First or all, we may say that it would not cost the officers anything, for both officers and men during their period of service would be lodged, clothed, equipped, mounted and fed by the State. The poorest citizen could thus fill the position for which his ability signalled him out. On the other hand, we may well suppose that the position of officer in the army would be sought after. It would be easy to find any number of lieutenants, and for these reasons: First of all the corps of instructors would be formed by competition, the competitors being lieutenants in the citizen army. The promotion would be rapid, and there would be no lack of candidates, as there would be a pension; many young men would be eager to become lieutenants of the citizen army so as to become an officer in the instructor corps. And many Government positions would only be filled by lieutenants of the citizen army. All prefects, judges, engineers, & c, might be taken from this class. Inferior posts might be filled up from non-commissioned officers. And as there is no lack of candidates for Government situations in France, there would be no difficulty in getting officers and non-commissioned officers. And certainly ordinary citizens would be ready to show that they as well as the officials were capable of being officers.
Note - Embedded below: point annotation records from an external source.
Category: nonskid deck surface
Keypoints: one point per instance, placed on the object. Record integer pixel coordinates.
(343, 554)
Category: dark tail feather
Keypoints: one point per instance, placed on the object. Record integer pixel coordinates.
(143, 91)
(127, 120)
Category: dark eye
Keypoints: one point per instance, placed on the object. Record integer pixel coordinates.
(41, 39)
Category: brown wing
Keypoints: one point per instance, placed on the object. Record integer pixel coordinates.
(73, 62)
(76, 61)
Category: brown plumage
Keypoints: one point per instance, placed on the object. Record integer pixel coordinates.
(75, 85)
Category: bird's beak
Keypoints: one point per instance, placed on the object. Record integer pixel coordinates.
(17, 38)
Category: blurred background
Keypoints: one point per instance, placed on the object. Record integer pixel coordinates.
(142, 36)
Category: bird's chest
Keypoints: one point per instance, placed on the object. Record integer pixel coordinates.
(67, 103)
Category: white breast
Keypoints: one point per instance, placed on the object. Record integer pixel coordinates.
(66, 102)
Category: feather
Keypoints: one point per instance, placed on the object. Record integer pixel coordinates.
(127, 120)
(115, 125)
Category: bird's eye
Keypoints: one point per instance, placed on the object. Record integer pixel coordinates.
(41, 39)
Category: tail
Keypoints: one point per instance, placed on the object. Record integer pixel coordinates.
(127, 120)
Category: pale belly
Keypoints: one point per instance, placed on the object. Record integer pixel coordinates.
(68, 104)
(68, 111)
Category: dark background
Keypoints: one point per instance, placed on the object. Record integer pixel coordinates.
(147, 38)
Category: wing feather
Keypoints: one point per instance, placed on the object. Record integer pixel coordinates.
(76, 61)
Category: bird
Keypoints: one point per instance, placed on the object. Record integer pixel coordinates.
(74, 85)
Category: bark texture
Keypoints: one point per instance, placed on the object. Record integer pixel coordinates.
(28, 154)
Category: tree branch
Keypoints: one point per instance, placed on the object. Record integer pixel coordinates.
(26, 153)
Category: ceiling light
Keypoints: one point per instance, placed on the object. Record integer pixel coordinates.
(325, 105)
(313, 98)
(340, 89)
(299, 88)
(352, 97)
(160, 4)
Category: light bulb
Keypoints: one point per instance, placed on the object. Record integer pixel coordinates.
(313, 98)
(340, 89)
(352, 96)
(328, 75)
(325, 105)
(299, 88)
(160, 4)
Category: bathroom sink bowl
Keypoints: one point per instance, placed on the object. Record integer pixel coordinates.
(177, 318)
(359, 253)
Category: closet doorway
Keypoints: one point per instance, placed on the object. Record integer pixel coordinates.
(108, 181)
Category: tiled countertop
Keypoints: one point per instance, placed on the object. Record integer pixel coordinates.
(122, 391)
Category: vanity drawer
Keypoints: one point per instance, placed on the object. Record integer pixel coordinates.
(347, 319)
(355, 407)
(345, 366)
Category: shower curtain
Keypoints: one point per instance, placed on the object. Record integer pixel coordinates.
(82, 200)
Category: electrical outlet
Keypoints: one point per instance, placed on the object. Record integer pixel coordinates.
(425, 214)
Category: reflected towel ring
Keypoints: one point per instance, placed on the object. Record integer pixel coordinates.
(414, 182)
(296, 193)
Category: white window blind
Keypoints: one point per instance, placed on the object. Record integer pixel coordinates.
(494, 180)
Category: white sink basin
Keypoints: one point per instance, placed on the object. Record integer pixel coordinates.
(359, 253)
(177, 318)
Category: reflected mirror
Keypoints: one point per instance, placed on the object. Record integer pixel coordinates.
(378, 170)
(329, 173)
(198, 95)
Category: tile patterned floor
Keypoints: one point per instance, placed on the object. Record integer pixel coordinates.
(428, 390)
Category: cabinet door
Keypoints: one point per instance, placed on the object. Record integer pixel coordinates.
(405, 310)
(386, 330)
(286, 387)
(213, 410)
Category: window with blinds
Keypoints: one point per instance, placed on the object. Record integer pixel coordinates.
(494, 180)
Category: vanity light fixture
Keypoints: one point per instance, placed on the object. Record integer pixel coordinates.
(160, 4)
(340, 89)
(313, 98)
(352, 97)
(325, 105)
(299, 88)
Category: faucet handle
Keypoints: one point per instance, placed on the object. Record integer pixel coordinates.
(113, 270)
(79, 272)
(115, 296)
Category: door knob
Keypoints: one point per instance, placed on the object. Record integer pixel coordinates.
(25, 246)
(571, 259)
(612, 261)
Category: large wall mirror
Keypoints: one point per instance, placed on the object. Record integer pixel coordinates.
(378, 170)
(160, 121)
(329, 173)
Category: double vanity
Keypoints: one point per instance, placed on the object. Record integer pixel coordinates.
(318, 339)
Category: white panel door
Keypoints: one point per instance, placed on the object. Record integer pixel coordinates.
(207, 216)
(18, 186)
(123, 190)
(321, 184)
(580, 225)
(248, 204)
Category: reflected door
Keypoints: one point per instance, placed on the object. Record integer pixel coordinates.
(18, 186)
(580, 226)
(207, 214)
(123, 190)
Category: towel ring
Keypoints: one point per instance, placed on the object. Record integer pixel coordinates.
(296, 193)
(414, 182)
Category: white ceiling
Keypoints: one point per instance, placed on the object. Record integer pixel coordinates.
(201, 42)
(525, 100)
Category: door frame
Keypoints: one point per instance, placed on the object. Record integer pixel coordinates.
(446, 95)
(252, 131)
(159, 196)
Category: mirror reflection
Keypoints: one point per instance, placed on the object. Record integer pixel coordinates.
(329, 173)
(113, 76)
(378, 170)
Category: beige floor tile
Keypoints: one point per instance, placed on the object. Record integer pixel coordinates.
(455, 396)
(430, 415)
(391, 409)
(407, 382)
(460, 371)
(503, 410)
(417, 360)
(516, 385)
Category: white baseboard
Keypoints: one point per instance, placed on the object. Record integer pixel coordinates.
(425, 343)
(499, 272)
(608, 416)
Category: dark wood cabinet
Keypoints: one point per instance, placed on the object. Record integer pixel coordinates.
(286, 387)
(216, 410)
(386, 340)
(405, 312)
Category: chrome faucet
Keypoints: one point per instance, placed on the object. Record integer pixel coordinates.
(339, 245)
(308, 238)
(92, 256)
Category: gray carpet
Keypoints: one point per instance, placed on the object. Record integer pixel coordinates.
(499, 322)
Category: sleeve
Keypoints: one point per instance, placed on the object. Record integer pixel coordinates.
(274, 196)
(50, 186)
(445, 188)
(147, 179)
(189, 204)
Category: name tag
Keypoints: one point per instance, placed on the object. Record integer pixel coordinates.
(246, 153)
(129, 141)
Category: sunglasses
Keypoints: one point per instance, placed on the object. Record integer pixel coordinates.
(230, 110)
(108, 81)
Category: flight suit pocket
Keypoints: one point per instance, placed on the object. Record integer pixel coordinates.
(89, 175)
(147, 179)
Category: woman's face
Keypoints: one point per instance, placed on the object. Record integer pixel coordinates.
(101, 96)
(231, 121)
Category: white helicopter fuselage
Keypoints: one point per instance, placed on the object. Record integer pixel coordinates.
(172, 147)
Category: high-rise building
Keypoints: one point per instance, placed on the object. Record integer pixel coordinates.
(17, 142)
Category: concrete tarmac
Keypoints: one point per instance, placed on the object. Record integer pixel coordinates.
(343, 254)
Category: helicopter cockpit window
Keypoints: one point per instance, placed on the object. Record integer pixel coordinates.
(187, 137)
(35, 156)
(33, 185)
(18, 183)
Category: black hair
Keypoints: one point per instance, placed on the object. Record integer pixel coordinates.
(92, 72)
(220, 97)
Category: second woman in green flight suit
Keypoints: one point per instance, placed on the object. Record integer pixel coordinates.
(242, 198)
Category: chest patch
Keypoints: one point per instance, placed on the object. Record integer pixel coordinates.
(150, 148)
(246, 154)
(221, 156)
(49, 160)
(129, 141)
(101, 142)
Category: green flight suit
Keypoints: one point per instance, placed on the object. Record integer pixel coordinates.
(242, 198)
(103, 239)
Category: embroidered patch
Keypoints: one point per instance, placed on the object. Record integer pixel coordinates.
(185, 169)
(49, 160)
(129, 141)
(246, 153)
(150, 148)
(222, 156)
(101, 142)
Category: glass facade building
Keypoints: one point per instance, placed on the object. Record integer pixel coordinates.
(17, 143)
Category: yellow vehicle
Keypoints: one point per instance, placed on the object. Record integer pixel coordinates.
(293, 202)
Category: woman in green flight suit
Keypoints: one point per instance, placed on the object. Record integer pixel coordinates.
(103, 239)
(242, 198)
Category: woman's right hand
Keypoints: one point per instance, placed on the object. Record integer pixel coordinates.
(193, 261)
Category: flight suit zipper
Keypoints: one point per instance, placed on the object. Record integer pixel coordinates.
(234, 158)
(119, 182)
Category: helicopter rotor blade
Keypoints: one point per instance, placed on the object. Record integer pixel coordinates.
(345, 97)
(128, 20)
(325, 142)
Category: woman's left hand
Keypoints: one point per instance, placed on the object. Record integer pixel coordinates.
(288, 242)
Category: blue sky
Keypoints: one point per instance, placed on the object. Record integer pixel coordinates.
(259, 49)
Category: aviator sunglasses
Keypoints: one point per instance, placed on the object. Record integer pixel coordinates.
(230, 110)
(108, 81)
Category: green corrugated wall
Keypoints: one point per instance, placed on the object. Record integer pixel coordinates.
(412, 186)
As to promotion, though this would require men to study and pass examinations, there would be no difficulty in getting men to undergo the additional labour.
It is a great point in this system that regiments, battalions, and companies are local, and that a man would know that he would have to lead the men of his village, his canton, or his department, and this would lead to a great desire to distinguish oneself. As in Switzerland, the officers would be the intellectual part of the nation, and this would give them more real authority and real power than the present draconian codes, the basis of military discipline, for discipline is really the willingness in accepting a necessary co-operation of effort.
This is only a general view of the question, but it is sufficient, I hope, to show that these questions may be as satisfactorily regulated in a citizen army as in a professional army.
The more one studies the Swiss army the more one agrees with General Brunet – a French officer of deservedly high reputation – who, after assisting at the Swiss manoeuvres of 1896, said: “Alone in Europe Switzerland has solved the problem we have all attempted in vain – to arm all its citizens, and to make of each citizen a soldier, though not one single citizen is taken from his country.” Are not these words, uttered by so competent an officer, a damaging admission of our failure? Alone in Europe! And why then, and owing to what incapacity or to what guilty afterthought, have we not tried to adapt these admirable military institutions to the needs of our national defence?